Histopathologically, some variations of FSCH are mainly composed of epithelial components while others are composed of nonepithelial components. Nonepithelial components include neural proliferation, muscle components, vascular proliferation, and mucin deposition.1-4 In some cases, FSCH may coexist with other diseases, such as nevus lipomatosus cutaneous superficialis and neurofibromatosis type I.4,5
In our case, histopathology showed several dermal infundibulocystic structures that were lined by stratified squamous epithelium and contained horny material (Figure 1). Numerous immature sebaceous lobules and rudimentary hair follicles emanated from some of the cyst walls. Mesenchymal changes around the fibroepithelial units included fibrillary bundles of collagen, clusters of adipocytes, and an increased number of small venules (Figure 2). In addition, the stroma adjacent to the malformed perifollicle contained some amount of mucin. Prominent clefts formed between fibroepithelial units and the surrounding altered stroma.

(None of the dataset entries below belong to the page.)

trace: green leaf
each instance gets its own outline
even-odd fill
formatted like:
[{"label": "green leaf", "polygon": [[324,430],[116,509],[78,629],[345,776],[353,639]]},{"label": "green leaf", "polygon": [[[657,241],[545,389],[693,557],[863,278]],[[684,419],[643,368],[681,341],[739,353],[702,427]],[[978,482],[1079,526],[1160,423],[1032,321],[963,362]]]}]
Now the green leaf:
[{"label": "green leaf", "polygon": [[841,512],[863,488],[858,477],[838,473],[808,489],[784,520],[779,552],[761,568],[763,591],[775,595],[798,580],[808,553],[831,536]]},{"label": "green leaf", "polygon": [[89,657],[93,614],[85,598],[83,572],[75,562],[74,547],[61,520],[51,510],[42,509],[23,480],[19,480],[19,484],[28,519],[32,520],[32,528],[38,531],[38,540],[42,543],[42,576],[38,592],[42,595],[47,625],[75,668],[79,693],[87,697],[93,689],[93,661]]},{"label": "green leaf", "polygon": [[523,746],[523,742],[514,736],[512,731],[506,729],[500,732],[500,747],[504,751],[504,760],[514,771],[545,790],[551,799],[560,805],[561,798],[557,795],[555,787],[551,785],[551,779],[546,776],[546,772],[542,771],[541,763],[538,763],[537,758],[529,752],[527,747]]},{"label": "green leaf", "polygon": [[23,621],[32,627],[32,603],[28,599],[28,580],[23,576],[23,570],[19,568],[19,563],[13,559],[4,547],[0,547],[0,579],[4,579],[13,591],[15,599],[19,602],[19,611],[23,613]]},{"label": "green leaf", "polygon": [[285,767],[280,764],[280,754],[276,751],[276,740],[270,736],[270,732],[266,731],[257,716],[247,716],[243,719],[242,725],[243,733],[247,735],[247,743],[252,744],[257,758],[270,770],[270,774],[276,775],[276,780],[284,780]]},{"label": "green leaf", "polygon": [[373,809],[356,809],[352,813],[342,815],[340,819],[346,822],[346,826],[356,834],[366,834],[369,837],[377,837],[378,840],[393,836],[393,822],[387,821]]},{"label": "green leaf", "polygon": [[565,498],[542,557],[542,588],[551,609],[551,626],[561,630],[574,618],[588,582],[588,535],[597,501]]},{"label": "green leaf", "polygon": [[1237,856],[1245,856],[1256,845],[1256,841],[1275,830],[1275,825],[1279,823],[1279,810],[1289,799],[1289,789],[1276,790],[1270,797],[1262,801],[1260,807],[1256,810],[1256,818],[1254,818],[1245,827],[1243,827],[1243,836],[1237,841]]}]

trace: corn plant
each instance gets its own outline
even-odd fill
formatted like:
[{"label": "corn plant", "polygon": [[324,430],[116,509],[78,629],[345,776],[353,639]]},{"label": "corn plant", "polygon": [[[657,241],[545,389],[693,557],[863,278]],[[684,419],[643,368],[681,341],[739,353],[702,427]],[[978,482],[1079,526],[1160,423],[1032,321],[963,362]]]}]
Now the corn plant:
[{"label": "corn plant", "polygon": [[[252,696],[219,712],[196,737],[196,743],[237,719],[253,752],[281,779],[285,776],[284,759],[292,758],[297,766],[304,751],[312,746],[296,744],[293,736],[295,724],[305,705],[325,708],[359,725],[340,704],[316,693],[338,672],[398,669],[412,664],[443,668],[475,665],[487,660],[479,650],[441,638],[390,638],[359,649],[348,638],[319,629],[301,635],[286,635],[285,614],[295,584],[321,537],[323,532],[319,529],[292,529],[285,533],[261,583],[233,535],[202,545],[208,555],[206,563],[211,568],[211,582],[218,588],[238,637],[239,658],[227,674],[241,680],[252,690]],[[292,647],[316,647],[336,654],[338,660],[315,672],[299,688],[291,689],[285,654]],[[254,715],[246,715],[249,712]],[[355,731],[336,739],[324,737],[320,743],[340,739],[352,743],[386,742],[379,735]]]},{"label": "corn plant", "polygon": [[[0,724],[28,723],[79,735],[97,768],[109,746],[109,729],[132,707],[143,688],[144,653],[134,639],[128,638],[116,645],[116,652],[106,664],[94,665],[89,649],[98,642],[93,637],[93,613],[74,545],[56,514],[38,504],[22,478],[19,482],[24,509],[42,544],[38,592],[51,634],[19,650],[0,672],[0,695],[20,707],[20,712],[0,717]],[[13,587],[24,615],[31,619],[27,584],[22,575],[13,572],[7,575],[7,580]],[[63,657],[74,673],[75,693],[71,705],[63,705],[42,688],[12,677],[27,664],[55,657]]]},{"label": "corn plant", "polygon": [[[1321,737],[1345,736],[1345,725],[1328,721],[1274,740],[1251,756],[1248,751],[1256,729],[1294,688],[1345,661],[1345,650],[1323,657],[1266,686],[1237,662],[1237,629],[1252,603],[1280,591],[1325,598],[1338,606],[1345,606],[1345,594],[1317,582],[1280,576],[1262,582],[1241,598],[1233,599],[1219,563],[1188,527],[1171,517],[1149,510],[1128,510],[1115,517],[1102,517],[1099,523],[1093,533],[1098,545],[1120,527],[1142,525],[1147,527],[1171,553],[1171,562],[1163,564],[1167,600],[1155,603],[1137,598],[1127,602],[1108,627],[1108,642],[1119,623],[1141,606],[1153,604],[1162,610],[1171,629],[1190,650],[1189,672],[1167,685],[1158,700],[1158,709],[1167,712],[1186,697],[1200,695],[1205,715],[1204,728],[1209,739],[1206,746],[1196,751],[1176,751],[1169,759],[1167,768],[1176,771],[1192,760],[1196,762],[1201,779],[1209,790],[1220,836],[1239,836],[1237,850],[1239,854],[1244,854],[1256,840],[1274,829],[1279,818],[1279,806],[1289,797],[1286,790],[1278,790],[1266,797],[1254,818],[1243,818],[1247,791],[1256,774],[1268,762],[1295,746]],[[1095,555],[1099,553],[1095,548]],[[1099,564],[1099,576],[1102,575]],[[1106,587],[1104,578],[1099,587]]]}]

 Figure 1. Several dermal infundibulocystic structures were lined by stratified squamous epithelium and contained horny material (H&E, original magnification ×40) |  Figure 2. Ectopic focal adipocytes deposited in the dermis and among cystic structures. There were loose myxoid substance deposits prominently in perifollicle regions (H&E, original magnification ×200). | |
The differential diagnosis mainly includes sebaceous trichofolliculoma, molluscum contagiosum, dermoid cysts, pilomatrixoma, Spitz nevus, and nevus lipomatosus superficialis. The differential diagnosis between FSCH and sebaceous trichofolliculoma is challenging. Both lesions show an infundibular cyst and surrounding sebaceous nodules. According to Plewig,6 trichofolliculoma has a wide spectrum ranging from low to high differentiation represented by trichofolliculoma, sebaceous trichofolliculoma, and FSCH, respectively. It is not difficult to distinguish FSCH from other diseases according to its peculiar histopathologic features.

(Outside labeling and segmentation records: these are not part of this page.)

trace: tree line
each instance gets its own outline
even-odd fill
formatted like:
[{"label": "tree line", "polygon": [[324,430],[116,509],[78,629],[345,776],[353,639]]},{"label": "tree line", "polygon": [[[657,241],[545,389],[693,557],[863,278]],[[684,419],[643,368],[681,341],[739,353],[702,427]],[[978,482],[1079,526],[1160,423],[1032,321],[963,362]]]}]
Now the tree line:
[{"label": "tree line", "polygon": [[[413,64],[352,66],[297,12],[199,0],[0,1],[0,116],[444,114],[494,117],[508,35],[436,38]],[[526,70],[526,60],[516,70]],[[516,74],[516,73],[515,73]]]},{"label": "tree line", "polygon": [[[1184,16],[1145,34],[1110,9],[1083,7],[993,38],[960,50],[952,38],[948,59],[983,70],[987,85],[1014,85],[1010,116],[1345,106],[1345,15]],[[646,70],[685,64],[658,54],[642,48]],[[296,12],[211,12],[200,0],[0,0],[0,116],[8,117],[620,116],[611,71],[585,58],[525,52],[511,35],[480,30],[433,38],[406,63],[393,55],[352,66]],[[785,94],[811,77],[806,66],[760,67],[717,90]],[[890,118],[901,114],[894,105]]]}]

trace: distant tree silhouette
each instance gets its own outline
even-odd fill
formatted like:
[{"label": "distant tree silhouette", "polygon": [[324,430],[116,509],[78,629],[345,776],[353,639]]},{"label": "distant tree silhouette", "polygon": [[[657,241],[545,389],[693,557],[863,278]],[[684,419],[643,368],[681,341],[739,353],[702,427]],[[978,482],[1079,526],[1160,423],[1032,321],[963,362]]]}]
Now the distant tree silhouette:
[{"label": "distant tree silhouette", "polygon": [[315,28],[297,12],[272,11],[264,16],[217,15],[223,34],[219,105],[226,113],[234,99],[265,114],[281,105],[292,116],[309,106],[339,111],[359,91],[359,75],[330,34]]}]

The clinicopathologic features of our case were similar to those of reported FSCH cases, except for the following unique characteristics: congenital lesion, lack of terminal hair, and no sebaceous material extrusion. These features of hair and sebaceous material may be correlated with the patient’s age and hormonal level.1 Androgen may play a key role in sebaceous gland development at puberty, which leads to sebaceous gland hyperplasia and hypertrophy. Therefore, slight pressure from the lesions can make ivory-white sebaceous material discharge. Hence, the dermatologist and pediatrician must be poised and sensitive while making an initial diagnosis of FSCH.